Overview

Phase 2 Poor Risk DLBCL of TLI and ATG Followed by Matched Allogeneic HT as Consolidation to Autologous HCT

Status:
Terminated
Trial end date:
2010-05-01
Target enrollment:
0
Participant gender:
All
Summary
The purpose of this study is to determine if double autologous then allogeneic hematopoietic cell transplant may offer an improved treatment option for patients with relapsed diffuse large B-cell lymphoma (DLBCL) who are not likely to be cured by the conventional transplantation regimen.
Phase:
Phase 2
Accepts Healthy Volunteers?
No
Details
Lead Sponsor:
Stanford University
Collaborator:
National Institutes of Health (NIH)
Treatments:
Acetaminophen
Antilymphocyte Serum
Carmustine
Cyclophosphamide
Cyclosporine
Cyclosporins
Diphenhydramine
Etoposide
Hydrocortisone
Lenograstim
Methylprednisolone
Methylprednisolone Hemisuccinate
Mycophenolic Acid
Promethazine
Rituximab
Sargramostim
Criteria
INCLUSION CRITERIA

- Age 18 to 70 years.

- Histologically-proven diffuse large B-cell lymphoma (DLBCL) by the World Health
Organization (WHO) classification.

- Relapse after achieving initial remission or failure to achieve initial remission.
Patients with residual radiographic abnormalities after primary therapy are eligible
if abnormalities are postive by fluorodeoxyglucose (FDG)-positron emission tomography
(PET) (FDG-PET).

- Receipt of 2 cycles of second-line therapy and FDG-PET positive per Stanford (central)
review. FDG-PET to be done 2 weeks after cycle 2 of second line chemotherapy.

- Eastern Cooperative Oncology Group (ECOG) performance status < 2

- Matched related or unrelated donor identified and available

- Bone marrow biopsy and cytogenetic analysis within 8 weeks of registration

- Pretreatment serum bilirubin < 2 x the institutional upper limit of normal (ULN)

- Serum creatinine < 2 x the institutional ULN and measured or estimated creatinine
clearance > 60 mL/min by the following formula (all tests must be performed within 28
days prior to registration):

- Estimated Creatinine Clearance = (140 age) x weight (kg) x 0.85 if female 72 x
serum creatinine (mg/dL).

- EKG within 42 days prior to registration with no significant abnormalities suggestive
of active cardiac disease

- Patients must have a radionuclide ejection fraction within 42 days of registration. If
the ejection fraction is < 40%, the patient will not be eligible. If the ejection
fraction is 40-50%, the patient will have a cardiology consult.

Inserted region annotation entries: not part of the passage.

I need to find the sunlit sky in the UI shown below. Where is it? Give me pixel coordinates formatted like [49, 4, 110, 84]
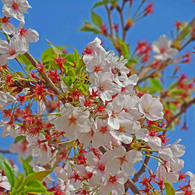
[0, 0, 195, 173]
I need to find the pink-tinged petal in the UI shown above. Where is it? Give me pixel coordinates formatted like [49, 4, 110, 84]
[158, 147, 175, 163]
[147, 136, 162, 150]
[165, 172, 179, 184]
[156, 166, 166, 180]
[0, 39, 9, 54]
[0, 54, 9, 66]
[1, 23, 16, 35]
[108, 117, 120, 129]
[26, 29, 39, 42]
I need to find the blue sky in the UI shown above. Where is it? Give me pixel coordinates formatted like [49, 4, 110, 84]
[0, 0, 195, 177]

- Corrected diffusion capacity > 55%.

- Sexually active males are advised to use an accepted and effective method of birth
control

- Women of child-bearing potential are advised to use an accepted and effective method
of birth control

- Patients must sign and give written informed consent in accordance with institutional
and federal guidelines. Patients must be informed of the investigational nature of
this study.

EXCLUSION CRITERIA

- Known allergy to etoposide or a history of Grade 3 hemorrhagic cystitis with
cyclophosphamide

- Greater than Grade 2 sensory or motor peripheral neuropathy from prior vinca alkaloid
use

- Requiring therapy for coronary artery disease, cardiomyopathy, dysrhythmia, or
congestive heart failure

- Known to be human immunodeficiency virus (HIV)-positive. The antibody test for HIV
must be performed within 42 days of registration.

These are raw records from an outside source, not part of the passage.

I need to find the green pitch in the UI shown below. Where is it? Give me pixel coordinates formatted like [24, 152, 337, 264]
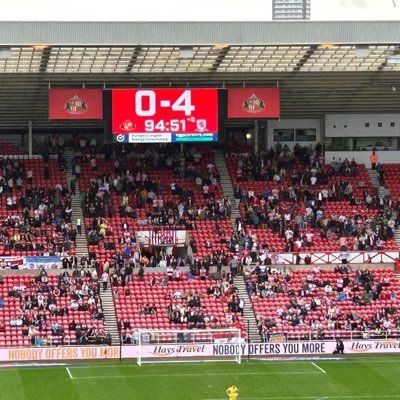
[0, 356, 400, 400]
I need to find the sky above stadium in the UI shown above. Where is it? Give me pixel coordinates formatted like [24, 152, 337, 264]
[0, 0, 400, 21]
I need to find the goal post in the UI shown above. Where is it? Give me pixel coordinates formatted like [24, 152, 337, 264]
[135, 328, 244, 365]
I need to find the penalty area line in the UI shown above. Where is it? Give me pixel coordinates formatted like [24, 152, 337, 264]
[66, 367, 320, 380]
[311, 362, 326, 374]
[65, 367, 75, 381]
[203, 394, 400, 400]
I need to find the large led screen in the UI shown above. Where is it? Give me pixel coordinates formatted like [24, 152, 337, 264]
[112, 88, 218, 143]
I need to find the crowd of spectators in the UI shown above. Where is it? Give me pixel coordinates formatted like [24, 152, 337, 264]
[8, 269, 111, 345]
[230, 145, 400, 252]
[0, 159, 76, 255]
[246, 265, 400, 340]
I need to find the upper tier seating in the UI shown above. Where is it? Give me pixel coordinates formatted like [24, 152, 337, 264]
[0, 273, 107, 347]
[111, 268, 242, 340]
[247, 267, 400, 339]
[78, 146, 232, 261]
[227, 148, 398, 252]
[0, 159, 75, 256]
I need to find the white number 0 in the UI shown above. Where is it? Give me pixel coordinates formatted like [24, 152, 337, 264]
[135, 90, 156, 117]
[171, 90, 195, 116]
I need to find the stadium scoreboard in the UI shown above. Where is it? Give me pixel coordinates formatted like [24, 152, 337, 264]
[111, 88, 218, 143]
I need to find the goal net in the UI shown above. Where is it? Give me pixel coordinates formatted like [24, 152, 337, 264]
[135, 328, 243, 365]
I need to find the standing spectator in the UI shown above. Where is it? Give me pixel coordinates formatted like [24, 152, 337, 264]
[101, 271, 109, 292]
[369, 150, 378, 169]
[76, 218, 82, 235]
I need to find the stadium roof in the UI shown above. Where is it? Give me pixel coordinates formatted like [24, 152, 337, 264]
[0, 21, 400, 127]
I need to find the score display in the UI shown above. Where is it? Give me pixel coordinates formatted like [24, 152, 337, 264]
[112, 88, 218, 143]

- Prior chemotherapy other than corticosteroids administered within 2 weeks of the
initiation of protocol therapy.

- Prior malignancy, except adequately treated basal cell or squamous cell skin cancer,
in situ cervical cancer or other cancer for which the patients has been disease-free
for five years.

- Prior diagnosis of non-Hodgkin's lymphoma

- Active infection requiring oral or intravenous antibiotics

- Prior autologous or allogeneic hematopoietic cell transplantation

- Prior radioimmunotherapy

- Pregnant

- Lactating

DONOR ELIGIBILITY

- Related or unrelated HLA-identical donors who are in good health and have no
contra-indication to donation

- No contra-indication for the donor to collection by apheresis of mononuclear cells
mobilized by G-CSF at a dose of 16 µg/kg of body weight.

- Donors will be evaluated with a full history and physical examination.

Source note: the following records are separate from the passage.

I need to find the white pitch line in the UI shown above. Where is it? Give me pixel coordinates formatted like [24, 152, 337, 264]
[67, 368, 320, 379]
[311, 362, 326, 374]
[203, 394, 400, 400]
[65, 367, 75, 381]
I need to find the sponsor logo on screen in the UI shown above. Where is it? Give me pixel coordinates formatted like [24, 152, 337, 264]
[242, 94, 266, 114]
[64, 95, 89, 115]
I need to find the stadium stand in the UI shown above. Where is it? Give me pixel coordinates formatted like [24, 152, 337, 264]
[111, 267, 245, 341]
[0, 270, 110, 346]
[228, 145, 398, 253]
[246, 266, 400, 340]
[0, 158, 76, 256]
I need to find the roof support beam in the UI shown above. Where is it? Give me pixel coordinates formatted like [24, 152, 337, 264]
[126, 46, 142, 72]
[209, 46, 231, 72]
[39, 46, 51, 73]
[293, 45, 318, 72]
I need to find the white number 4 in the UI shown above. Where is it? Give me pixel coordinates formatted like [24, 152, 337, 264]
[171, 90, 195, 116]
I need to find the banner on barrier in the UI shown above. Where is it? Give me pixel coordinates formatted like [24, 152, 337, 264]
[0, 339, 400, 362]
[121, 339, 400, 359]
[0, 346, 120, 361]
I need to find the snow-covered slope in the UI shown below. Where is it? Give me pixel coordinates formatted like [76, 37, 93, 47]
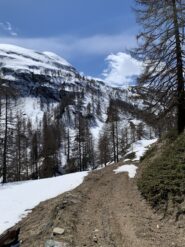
[0, 44, 71, 74]
[0, 44, 159, 172]
[0, 172, 87, 234]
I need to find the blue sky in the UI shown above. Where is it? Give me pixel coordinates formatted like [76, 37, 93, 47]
[0, 0, 138, 86]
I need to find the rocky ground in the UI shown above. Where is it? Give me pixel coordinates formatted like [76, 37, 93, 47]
[15, 163, 185, 247]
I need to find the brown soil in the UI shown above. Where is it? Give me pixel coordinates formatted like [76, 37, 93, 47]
[15, 163, 185, 247]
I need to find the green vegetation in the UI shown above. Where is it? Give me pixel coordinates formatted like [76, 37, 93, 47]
[138, 132, 185, 213]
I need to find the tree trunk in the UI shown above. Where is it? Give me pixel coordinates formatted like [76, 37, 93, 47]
[172, 0, 185, 134]
[3, 93, 8, 183]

- Virology testing including HIV; cytomegalovirus (CMV); Epstein-Barr virus (EBV); human
T-lymphotropic virus (HTLV); rapid plasma reagin (RPR); Hepatitis A, B and C be
performed within 30 days of donation.

- Prospective donors will be screened for CMV seroreactivity and seronegative donors
will be utilized if available.

- If more than one human leukocyte antigen (HLA)-matched related donor exists, then the
donor will be selected on the basis of CD31 allotype.